C'est un film très noir qui semble mélanger la science-fiction et les comics américains, avec une touche prononcée d'ésotérisme.
La spirale est une figure qui revient fréquemment dans le film : marques sur le corps de la femme, labyrinthe des rats, forme des nuages... C'est le symbole du temps, alliant la notion de temps cyclique (cycle des journées, des saisons, de la vie) et la notion de temps linéaire (progression, changement). Les hommes, tels les rats du laboratoires, sont entraînés par cette spirale.
Daniel Paul Schreber est le nom d'un "patient" de Sigmund Freud, dans une étude de cas consacré à la paranoïa.
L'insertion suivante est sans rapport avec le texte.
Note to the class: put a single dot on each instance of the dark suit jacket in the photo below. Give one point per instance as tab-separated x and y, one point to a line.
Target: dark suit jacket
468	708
Le nom très approchant du docteur du film n'est pas un hasard, le scénario utilisant de nombreux éléments de cette étude sur la paranoïa.
Le héros, John Murdoch, vit dans une chambre d'hôtel portant le numéro 614. Ce chiffre pourrait se référer à l'évangile selon St Jean dans lequel le chapitre 6:14 traite de l'arrivée du Messie.
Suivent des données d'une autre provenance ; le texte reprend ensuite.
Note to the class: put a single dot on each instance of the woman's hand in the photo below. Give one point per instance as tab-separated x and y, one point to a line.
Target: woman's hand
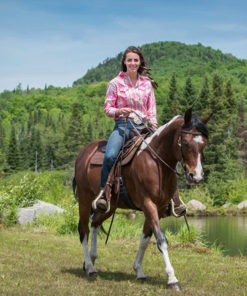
123	111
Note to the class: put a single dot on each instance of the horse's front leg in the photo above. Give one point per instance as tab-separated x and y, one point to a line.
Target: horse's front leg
145	239
94	236
152	217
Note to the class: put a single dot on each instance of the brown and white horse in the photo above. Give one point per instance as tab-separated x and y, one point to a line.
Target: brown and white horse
150	184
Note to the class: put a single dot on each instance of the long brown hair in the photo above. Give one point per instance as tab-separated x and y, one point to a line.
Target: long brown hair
143	69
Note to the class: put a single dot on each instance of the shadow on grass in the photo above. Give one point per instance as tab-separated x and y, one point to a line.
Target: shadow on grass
115	276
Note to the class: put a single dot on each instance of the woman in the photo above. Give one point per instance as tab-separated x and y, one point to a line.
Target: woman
131	90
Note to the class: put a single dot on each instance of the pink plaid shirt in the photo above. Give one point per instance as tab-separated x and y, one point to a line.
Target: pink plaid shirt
122	94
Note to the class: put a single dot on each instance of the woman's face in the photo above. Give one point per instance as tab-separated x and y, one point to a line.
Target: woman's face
132	62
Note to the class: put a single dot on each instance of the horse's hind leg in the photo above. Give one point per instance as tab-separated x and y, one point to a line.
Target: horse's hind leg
94	236
145	239
97	220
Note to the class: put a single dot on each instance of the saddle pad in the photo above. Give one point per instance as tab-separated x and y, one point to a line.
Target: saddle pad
98	156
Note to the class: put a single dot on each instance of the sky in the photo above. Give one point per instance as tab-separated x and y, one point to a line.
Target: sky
55	42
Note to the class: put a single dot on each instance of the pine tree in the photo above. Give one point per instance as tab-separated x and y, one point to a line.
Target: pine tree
74	135
202	103
171	106
188	99
221	153
35	150
30	123
24	156
13	157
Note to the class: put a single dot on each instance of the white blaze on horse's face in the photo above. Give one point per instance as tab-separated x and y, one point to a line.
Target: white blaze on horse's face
198	170
198	139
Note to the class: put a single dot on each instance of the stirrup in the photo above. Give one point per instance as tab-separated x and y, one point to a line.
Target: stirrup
181	209
95	206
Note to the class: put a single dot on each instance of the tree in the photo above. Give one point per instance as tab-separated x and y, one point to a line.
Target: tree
170	107
13	157
74	136
188	99
202	102
35	150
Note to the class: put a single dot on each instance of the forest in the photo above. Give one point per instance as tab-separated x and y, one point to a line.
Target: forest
44	129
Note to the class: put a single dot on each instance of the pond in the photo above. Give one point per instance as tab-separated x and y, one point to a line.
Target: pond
230	233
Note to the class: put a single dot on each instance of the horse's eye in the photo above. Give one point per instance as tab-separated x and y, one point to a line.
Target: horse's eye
185	143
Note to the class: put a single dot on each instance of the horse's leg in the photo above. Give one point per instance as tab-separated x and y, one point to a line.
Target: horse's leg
84	234
151	214
97	220
145	239
94	236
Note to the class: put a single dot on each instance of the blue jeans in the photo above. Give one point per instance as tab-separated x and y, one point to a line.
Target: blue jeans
113	147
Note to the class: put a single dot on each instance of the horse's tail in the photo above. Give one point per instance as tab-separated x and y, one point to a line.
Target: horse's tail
74	188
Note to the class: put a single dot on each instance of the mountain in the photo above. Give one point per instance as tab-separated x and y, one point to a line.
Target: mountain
167	57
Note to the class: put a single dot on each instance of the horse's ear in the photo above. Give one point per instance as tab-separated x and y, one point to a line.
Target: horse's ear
205	119
187	116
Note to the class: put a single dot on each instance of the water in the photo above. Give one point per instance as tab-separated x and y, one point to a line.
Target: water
230	233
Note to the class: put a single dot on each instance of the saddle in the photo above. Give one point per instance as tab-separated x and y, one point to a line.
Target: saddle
125	156
129	149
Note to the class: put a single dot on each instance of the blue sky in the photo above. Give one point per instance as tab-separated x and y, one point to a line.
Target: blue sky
55	42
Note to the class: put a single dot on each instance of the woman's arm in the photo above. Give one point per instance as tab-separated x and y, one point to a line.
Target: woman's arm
151	107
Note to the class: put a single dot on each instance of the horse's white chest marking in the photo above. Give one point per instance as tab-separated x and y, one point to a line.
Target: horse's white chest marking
198	168
157	133
198	139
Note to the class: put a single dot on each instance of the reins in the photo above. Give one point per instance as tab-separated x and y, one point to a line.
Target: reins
154	152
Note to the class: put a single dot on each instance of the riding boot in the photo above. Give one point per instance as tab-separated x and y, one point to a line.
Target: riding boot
179	208
100	203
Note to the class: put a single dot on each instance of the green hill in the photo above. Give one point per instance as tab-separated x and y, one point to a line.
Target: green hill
43	129
167	57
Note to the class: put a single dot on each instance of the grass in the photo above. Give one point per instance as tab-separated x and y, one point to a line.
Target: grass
37	262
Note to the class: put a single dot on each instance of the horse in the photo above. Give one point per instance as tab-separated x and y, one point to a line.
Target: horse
150	183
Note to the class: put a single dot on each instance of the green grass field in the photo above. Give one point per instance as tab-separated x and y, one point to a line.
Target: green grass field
37	262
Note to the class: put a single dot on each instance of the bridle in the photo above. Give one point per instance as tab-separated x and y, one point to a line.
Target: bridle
175	171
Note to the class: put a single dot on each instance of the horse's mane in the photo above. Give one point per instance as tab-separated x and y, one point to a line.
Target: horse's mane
197	123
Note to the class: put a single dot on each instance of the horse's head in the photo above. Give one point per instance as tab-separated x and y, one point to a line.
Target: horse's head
192	140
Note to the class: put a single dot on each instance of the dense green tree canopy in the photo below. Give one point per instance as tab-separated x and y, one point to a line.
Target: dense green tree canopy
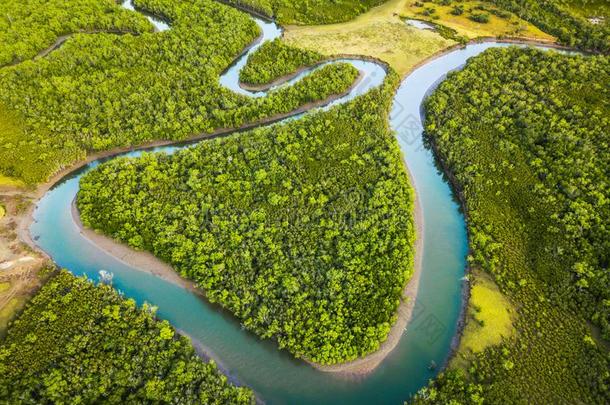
558	18
524	136
80	343
309	11
30	26
104	90
304	231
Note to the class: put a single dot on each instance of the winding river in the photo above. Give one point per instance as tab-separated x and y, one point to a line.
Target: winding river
273	374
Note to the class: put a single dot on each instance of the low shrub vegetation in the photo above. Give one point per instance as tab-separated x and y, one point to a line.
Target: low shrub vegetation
80	343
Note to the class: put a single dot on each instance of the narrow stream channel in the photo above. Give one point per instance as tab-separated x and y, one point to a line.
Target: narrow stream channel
273	374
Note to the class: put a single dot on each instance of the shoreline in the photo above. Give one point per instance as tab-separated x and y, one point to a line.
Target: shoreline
404	312
146	262
359	366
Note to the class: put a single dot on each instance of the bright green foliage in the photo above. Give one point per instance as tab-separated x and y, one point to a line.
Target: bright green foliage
102	91
274	60
78	343
304	231
524	135
309	11
30	26
558	18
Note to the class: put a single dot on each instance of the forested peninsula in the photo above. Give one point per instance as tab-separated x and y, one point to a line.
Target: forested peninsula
103	91
81	343
304	231
523	135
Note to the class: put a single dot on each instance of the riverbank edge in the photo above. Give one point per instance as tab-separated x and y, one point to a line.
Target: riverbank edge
27	219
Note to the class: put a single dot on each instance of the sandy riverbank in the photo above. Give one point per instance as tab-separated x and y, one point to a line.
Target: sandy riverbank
404	313
145	261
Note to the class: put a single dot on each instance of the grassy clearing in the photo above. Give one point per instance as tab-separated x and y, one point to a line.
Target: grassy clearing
10	182
379	33
497	26
490	317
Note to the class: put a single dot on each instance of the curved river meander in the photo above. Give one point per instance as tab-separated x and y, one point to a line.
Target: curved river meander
274	374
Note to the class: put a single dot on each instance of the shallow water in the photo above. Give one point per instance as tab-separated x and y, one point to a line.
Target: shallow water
274	374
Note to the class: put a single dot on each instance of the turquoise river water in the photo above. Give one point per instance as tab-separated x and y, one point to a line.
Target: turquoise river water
273	374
Le film traite aussi, par le biais de son héros, de la puissance de la volonté sur le monde matériel, et de l'importance de se rebeller contre une volonté extérieure.
Les décors du film ont été réutilisés pour le tournage de Matrix : notamment pour la scène d'introduction où Trinity échappe aux agents en sautant d'immeubles en immeubles. (1999).
La scène de fin sur la jetée avec Jennifer Connelly a été reproduite quasiment à l'identique dans Requiem for a Dream, quand Harry - Jared Leto - rêve, ainsi que dans le film House of sand and fog.